Дрожа от напряжения, Чарли приподнялся, встал на колени и, наконец, присел на корточки, задыхаясь и переводя дух. Голова его склонилась, и он принялся рассматривать коричневый твид своих брюк, словно ткань эта была занавесом, за которым скрывалось нечто ужасное.
Так оно и было!
– Мой коричневый костюм! – прошептал Чарли.
Да, это был его твидовый коричневый костюм, а на бедре, на брюках – дыра с рваными краями, под которой вспух болезненно ноющий синяк. А это значит, что утром Чарли не переодевался, чтобы пойти на работу. Более того, накануне он даже не добрался до площадки второго этажа, а вместо этого оказался здесь.
Встать он был пока не в состоянии, а потому начал медленно поворачиваться вокруг, с трудом переставляя колени и слегка двигая головой, чтобы осмотреться. На мгновение остановившись, провел ладонью по подбородку – щетина нормальной длины для человека, вернувшегося со свидания, перед которым он тщательно побрился.
Повернувшись, наконец, вокруг собственной оси, Чарли увидел на закругленной стене вытянутый овал, края которого источали неяркий серебристый свет. Это был первый предмет, за который смогло зацепиться его зрение. Чарли уставился на серебристый овал, напрягся, чтобы определить, что это, но – тщетно.

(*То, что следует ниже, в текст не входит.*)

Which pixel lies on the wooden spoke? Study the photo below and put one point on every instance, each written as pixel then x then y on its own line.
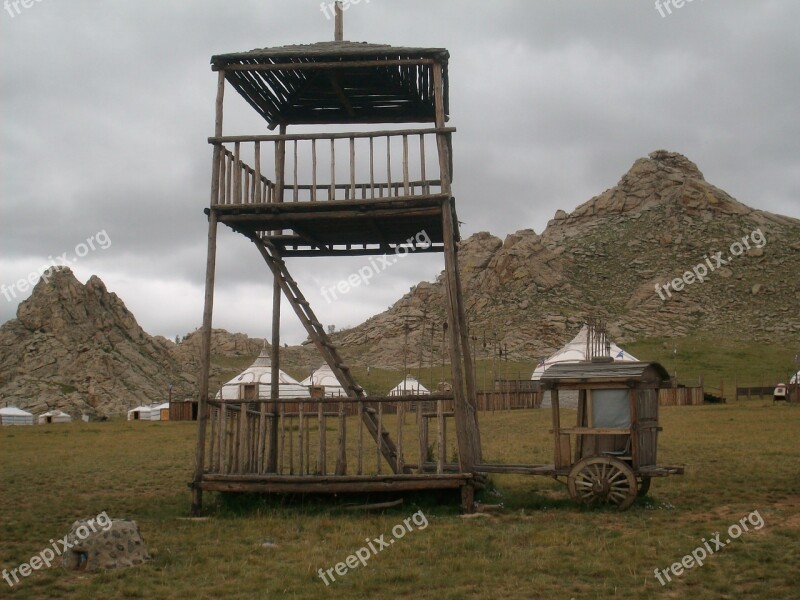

А интересно, который был час? Подняв руку, Чарли поднес часы к уху. Слава богу, часы работали. Он посмотрел на циферблат и потом долго, не двигаясь, рассматривал его. Похоже было, что и времени ему было не определить. Наконец, Чарли понял, что он видит: цифры на циферблате шли как бы в зеркальном отражении – на месте цифры два стояло десять, на месте четырех – восемь. Стрелки же располагались так, словно было без одиннадцати одиннадцать, но, если судить по цифрам, то – одиннадцать минут второго. И часы шли в обратную сторону, как это было видно по движению стрелки секундной!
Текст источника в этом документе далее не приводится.